Die Schweiz warnt Afrika: Albtraum Alpen
Die Schweiz zeigt abschreckende Werbespots, mit denen sie afrikanische Einwanderer fernhalten will.
Ein Afrikaner ruft seinen Vater in der Heimat an und berichtet von seinem guten Leben in der Schweiz. Der Mann lügt. Stattdessen muss er Dauerregen ertragen und betteln. Ständig ist er auf der Flucht vor der Polizei. Dieses unschöne Schweiz-Bild vermittelt ein Werbeclip, der momentan in Kamerun und Nigeria gezeigt wird. Die Botschaft ist klar: Das vermeintliche Paradies bietet Afrikanern keine Perspektiven, sondern nur ein Leben in Armut und Angst.

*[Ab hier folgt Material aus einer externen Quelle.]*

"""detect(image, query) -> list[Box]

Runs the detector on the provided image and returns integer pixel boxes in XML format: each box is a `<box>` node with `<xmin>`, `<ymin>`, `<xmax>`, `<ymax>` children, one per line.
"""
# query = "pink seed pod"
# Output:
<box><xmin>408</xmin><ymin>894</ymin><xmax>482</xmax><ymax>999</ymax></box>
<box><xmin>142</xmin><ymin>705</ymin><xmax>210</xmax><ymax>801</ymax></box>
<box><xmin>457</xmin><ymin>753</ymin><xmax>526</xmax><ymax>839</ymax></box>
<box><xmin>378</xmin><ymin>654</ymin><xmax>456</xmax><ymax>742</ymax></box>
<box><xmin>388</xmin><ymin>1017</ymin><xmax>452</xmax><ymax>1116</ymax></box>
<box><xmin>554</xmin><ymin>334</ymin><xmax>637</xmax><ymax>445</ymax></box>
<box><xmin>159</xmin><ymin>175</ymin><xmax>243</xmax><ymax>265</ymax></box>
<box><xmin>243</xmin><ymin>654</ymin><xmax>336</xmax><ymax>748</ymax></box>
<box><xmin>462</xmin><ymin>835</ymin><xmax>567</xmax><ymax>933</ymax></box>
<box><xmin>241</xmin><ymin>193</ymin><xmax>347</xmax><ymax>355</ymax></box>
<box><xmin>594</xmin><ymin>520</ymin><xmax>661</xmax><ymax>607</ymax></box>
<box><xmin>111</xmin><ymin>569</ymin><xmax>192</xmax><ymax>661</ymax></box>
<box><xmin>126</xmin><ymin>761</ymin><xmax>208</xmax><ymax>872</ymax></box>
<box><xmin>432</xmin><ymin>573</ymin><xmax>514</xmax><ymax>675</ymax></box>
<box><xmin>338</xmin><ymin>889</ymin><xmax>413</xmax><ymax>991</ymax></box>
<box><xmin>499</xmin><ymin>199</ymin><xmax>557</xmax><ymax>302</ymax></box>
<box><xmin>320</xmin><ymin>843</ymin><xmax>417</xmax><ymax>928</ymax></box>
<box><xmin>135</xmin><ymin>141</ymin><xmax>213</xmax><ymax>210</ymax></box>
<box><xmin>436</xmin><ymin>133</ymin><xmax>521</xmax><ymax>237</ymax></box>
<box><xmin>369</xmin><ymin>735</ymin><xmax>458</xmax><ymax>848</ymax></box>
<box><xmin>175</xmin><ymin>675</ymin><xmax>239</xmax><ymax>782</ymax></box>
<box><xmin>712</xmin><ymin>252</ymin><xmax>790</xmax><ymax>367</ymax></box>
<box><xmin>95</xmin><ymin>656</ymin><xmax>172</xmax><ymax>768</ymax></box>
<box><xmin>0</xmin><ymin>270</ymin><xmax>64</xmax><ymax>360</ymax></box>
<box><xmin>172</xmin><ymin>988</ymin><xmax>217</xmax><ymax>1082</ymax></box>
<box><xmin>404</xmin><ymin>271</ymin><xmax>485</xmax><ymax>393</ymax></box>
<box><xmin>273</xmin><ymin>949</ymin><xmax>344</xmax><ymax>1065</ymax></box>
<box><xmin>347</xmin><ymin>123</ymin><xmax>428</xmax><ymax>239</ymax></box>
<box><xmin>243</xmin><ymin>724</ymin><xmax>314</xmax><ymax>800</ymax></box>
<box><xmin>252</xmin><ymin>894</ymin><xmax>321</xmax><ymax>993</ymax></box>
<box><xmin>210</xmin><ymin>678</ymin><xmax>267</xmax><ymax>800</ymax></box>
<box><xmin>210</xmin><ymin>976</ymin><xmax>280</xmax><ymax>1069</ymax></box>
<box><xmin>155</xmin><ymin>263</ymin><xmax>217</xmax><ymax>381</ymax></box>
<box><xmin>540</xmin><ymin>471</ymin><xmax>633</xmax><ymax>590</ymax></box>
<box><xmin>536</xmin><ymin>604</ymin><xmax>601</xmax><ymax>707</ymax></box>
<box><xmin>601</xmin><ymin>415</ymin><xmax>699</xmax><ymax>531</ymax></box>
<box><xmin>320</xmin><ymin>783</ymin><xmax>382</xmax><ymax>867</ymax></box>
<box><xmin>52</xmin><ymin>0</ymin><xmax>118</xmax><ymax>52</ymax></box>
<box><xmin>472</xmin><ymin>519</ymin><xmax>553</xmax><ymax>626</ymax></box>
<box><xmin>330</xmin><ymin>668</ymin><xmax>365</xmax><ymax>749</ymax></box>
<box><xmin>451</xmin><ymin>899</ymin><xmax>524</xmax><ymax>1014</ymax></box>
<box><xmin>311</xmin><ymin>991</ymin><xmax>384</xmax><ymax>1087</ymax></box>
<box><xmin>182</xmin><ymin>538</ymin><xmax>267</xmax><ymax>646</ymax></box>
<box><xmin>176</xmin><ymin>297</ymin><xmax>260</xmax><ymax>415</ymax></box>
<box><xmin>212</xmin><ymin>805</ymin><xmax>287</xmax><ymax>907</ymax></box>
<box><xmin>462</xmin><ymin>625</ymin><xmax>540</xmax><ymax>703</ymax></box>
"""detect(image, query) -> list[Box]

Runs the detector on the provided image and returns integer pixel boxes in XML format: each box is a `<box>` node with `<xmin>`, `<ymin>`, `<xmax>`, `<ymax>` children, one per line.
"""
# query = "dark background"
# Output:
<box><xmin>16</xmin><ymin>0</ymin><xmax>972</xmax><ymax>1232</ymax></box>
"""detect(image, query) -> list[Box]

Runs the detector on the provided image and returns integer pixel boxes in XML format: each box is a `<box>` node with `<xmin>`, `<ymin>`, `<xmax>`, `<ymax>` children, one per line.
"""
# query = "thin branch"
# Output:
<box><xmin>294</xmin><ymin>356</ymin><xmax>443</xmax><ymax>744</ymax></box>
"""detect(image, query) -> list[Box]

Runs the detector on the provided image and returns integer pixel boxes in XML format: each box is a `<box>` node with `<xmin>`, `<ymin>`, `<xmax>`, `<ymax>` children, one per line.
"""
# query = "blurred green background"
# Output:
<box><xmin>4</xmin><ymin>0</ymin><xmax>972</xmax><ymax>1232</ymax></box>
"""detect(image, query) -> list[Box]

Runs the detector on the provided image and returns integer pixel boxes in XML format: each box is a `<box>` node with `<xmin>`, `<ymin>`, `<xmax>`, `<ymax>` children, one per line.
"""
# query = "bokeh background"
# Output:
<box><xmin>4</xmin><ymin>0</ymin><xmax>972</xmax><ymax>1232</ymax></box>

Der abschreckende Spot ist Teil einer sogenannten Sensibilisierungskampagne der Internationalen Organisation für Migration (IOM). Finanziert wird das Projekt von dem Schweizer Bundesamt für Migration und auch von der Europäischen Union, die den Spot vielleicht auch europaweit senden will. "Ziele des Videos sollen die Zerschlagung von Schlepperbanden und die Vermeidung von menschlichen Dramen sein, die sich häufig aus falschen Illusionen über Europa ergeben", sagt ein Sprecher des Migrationsamtes in Bern. "Leaving is not always living", heißt es im Abspann. In Afrika arbeite man mit den Behörden zusammen. Da die Kampagne erst seit kurzem läuft, lassen sich Erfolge noch nicht beziffern. Die Botschaften sollen ganze 36 Monate gezeigt werden - und zwar zu den besten Sendezeiten.
Yann Golay von der Schweizer Flüchtlingshilfe begrüßt die Kampagne: "Wir müssen deutlich auf die Lebensgefahren hinweisen, die mit einer Flucht nach Europa einhergehen", so Golay. Trotzdem fordert er eine deutliche Unterscheidung zwischen Wirtschaftsflüchtlingen und politisch Verfolgten, denen man unbedingt Asyl gewähren müsse.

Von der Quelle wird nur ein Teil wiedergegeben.